大学院の研究室、深夜のコピー機が独りで動いていた話
Nさん(仮名・26歳男性・京都府の大学院生)から届いた話。修士論文の追い込み期、深夜の研究室で、誰も使っていないコピー機が独りで紙を出力していた経緯。
修論の追い込み、深夜3時の研究室
Nさんは工学系の修士2年。2025年1月、修論提出の2週間前。深夜3時まで研究室に残るのが日常になっていた。
研究室棟は24時間出入り可能。深夜の5階は、Nさん以外、誰もいない。
コピー機の動作音
ある深夜、Nさんが自分の研究室から出て、共用スペースのコピー機を使おうとした時。コピー機が、既に動いていた。
「誰か他にも居るのかと思いました。でも、コピー機の前に人がいない。出力トレイには、印刷が終わったA4の紙が3枚ほど」
印刷物の中身
Nさんは、出力された紙をなんとなく見た。専門書の1ページのスキャン、英語の論文の1ページ、そして、Nさんが知らない人物名の名簿。
「3枚目の名簿は、明らかに研究室の同窓会名簿のような体裁。でも、私が知っている名前は1人もいませんでした」
コピー機のジョブ履歴を確認
翌日、Nさんは研究室の事務局に相談。コピー機のジョブ履歴を確認してもらった。
「事務局の方が、印刷ジョブの送信元IPアドレスを調べてくれました。結果、3年前に退学した先輩のPCからのジョブだった」
退学した先輩のPCは、研究室から既に処分されているはず。
退学した先輩、3年前の状況
事務局によると、その先輩は3年前、修士1年の途中で退学。家庭の事情、と聞いていた。退学後、研究室との連絡は途絶えていた。

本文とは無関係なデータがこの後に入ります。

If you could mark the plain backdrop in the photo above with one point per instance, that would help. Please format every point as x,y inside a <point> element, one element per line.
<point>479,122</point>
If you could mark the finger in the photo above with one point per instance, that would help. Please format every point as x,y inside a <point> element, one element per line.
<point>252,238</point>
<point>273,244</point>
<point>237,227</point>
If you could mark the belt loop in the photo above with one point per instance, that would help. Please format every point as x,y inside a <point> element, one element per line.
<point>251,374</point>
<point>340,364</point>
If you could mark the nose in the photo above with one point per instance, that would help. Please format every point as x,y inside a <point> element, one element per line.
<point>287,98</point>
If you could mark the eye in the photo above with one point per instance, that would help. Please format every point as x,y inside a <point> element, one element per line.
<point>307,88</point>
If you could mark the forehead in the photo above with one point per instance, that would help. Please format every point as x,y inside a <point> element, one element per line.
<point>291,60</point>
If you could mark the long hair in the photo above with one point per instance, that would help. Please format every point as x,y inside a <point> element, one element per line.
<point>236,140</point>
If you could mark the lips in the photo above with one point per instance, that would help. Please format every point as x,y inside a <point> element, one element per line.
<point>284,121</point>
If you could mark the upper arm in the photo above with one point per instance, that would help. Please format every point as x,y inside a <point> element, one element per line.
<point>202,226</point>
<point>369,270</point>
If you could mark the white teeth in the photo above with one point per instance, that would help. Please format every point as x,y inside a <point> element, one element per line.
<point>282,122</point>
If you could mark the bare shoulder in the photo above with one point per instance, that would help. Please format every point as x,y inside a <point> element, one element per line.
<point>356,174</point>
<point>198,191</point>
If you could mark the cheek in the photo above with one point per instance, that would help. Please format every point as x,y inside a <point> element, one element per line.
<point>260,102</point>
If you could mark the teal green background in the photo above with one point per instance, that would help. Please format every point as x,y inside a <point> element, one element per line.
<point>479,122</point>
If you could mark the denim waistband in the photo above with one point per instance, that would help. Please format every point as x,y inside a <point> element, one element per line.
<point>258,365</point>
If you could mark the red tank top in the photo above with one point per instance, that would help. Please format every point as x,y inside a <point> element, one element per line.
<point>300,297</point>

「私はその先輩と直接の接点はありませんでした。ただ、退学したPC、3年経って、深夜に動く理由は、事務局にも分かりません、と」
修論提出後、Nさんが行ったこと
Nさんは無事に修論を提出。卒業前、退学した先輩について少し調べた。先輩は3年前に退学した後、地元に戻って家業を継いでいる、ということが、別の同期から聞けた。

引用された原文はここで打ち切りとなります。